Jak poinformowała PAP rzeczniczka Centralnej Stacji Ratownictwa Górniczego w Bytomiu (CSRG) Monika Konwerska, po porannym wstrząsie do akcji skierowano m.in. 10 zawodowych ratowników z CSRG wyposażonych w specjalistyczny sprzęt zawałowy, w tym urządzenia do lokalizacji ludzi w zawałach.
Dołączyli oni do kopalnianych zastępów ratowników, którzy po wstrząsie jako pierwsi rozpoczęli akcję, a także 10 ratowników z Okręgowej Stacji Ratownictwa Górniczego w Wodzisławiu.

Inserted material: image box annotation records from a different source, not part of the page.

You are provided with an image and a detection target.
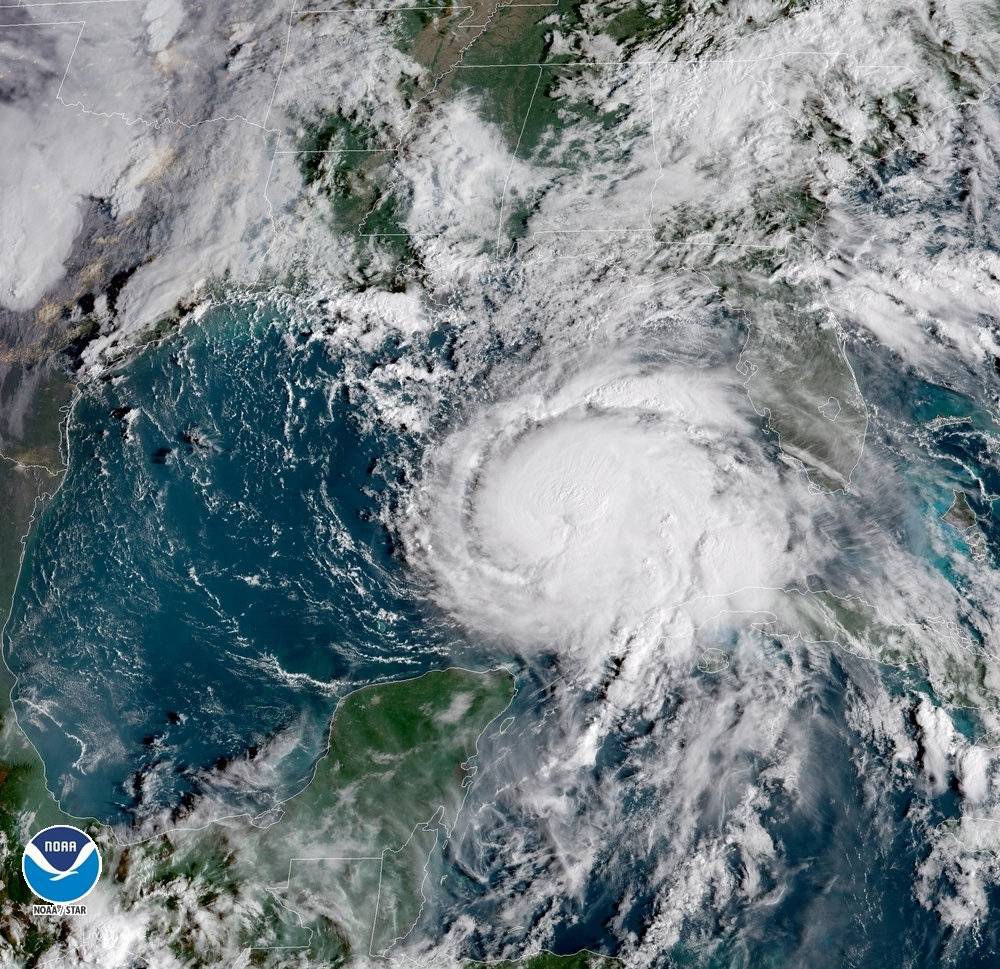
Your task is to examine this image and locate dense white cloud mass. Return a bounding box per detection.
[400,350,804,658]
[0,0,1000,969]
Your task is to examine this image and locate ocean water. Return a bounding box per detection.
[1,306,453,821]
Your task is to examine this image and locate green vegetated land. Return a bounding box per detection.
[106,670,515,967]
[0,371,83,965]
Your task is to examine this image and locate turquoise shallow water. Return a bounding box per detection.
[2,308,458,820]
[8,307,1000,969]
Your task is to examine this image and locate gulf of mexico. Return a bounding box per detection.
[7,304,452,820]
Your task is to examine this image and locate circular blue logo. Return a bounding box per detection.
[21,824,101,905]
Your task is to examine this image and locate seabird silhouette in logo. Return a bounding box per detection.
[21,824,101,904]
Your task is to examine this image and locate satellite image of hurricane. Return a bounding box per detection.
[0,0,1000,969]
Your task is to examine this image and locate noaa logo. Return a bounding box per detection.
[21,824,101,905]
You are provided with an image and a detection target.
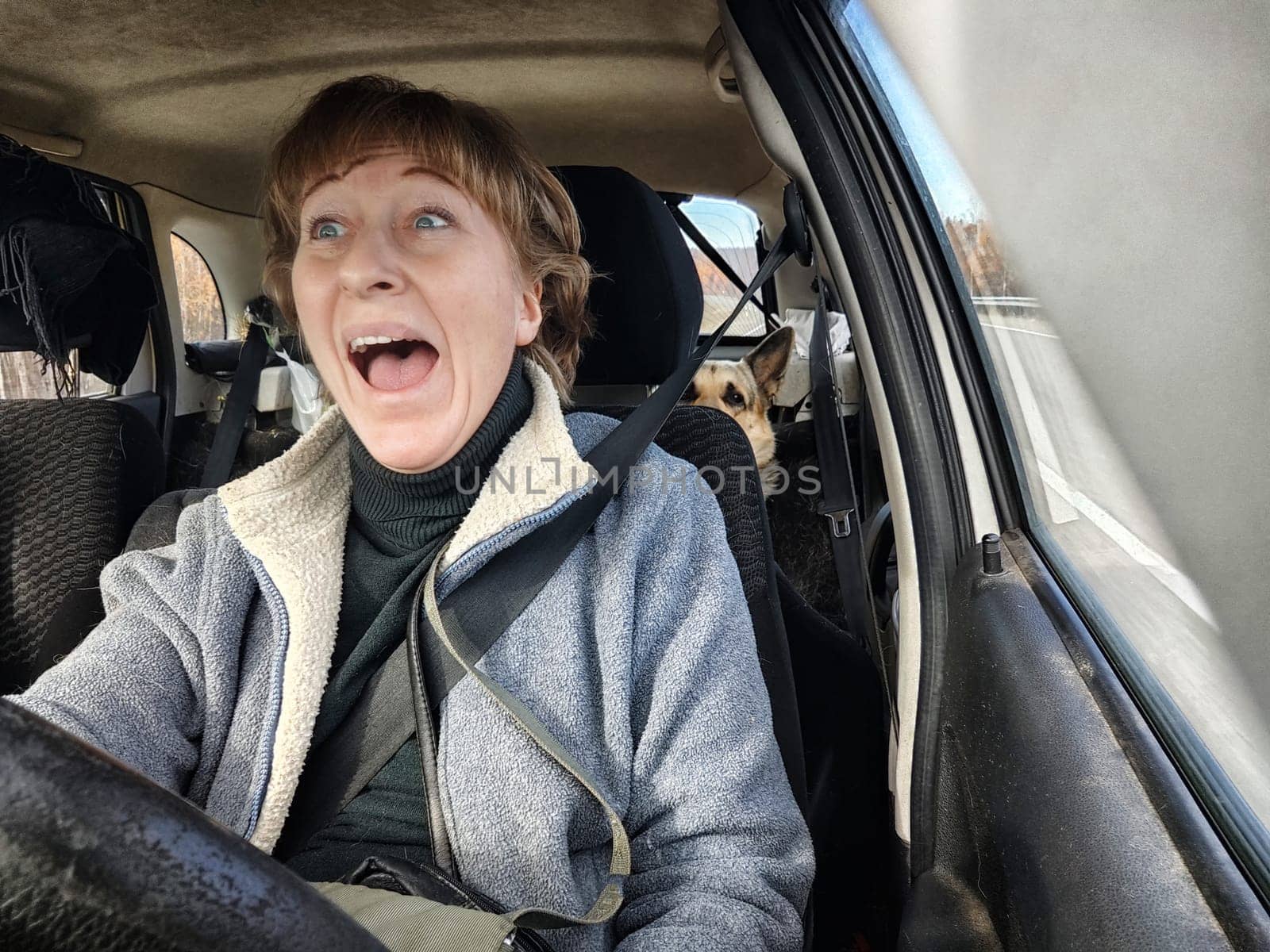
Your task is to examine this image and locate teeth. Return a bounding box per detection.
[348,334,413,354]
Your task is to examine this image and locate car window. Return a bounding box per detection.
[828,0,1270,825]
[679,195,767,338]
[171,232,225,340]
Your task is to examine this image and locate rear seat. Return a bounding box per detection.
[0,397,164,694]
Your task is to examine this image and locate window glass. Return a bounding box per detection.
[171,232,225,340]
[0,351,117,400]
[679,195,767,338]
[828,0,1270,825]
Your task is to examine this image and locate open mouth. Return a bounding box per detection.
[348,336,438,391]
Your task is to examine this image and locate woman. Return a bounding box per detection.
[10,78,811,950]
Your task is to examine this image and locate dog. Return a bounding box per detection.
[682,328,794,497]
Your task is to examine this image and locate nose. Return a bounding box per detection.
[339,228,405,298]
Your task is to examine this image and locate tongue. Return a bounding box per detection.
[366,341,437,390]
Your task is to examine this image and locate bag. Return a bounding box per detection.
[316,857,551,952]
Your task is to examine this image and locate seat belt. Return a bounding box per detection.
[275,231,795,861]
[810,286,895,721]
[198,324,269,489]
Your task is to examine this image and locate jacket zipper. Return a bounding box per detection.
[243,485,591,839]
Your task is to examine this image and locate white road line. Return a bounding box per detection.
[1037,461,1217,628]
[989,314,1080,524]
[979,317,1058,340]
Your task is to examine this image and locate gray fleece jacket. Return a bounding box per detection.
[13,364,813,952]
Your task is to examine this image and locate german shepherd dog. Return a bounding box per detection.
[683,328,794,497]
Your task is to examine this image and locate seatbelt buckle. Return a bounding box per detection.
[821,504,855,538]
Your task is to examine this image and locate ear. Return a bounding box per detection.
[516,281,542,347]
[741,328,794,400]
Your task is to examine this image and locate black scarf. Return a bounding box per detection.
[0,136,156,395]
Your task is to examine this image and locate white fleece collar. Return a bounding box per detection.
[217,359,593,852]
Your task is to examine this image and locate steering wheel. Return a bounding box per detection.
[0,702,383,952]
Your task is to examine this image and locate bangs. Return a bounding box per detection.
[260,76,591,400]
[269,86,518,239]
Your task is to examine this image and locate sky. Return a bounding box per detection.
[683,0,984,261]
[828,0,984,218]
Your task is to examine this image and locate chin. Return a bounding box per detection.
[354,420,453,472]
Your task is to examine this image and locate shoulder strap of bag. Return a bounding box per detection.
[275,231,794,863]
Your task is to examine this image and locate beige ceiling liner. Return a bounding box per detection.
[0,0,771,213]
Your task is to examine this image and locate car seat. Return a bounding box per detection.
[0,397,164,694]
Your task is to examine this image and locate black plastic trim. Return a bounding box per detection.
[729,0,957,874]
[1002,531,1270,950]
[1031,527,1270,914]
[804,2,1024,529]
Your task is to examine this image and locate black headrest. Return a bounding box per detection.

Ratownikom towarzyszą dwaj lekarze.
Według rzeczniczki Wyższego Urzędu Górniczego (WUG) Jolanty Talarczyk, wstrząs o sile odpowiadającej niecałym 3 stopniom w skali Richtera nastąpił o godz. 7.42 na poziomie 1000 metrów. Wstrząsowi towarzyszył zawał skał w chodniku przyścianowym na długości prawdopodobnie ok. 35 metrów.
Jak podaje Talarczyk, w zagrożonym obszarze, w rejonie pokładu 713/2, znajdowało się siedmiu górników. Sześciu z nich wycofało się o własnych siłach, czterech z nich z drobnymi obrażeniami przewieziono do miejscowego szpitala. Siódmy górnik, który - według domysłów ratowników - mógł znaleźć się w strefie zawału, jest poszukiwany.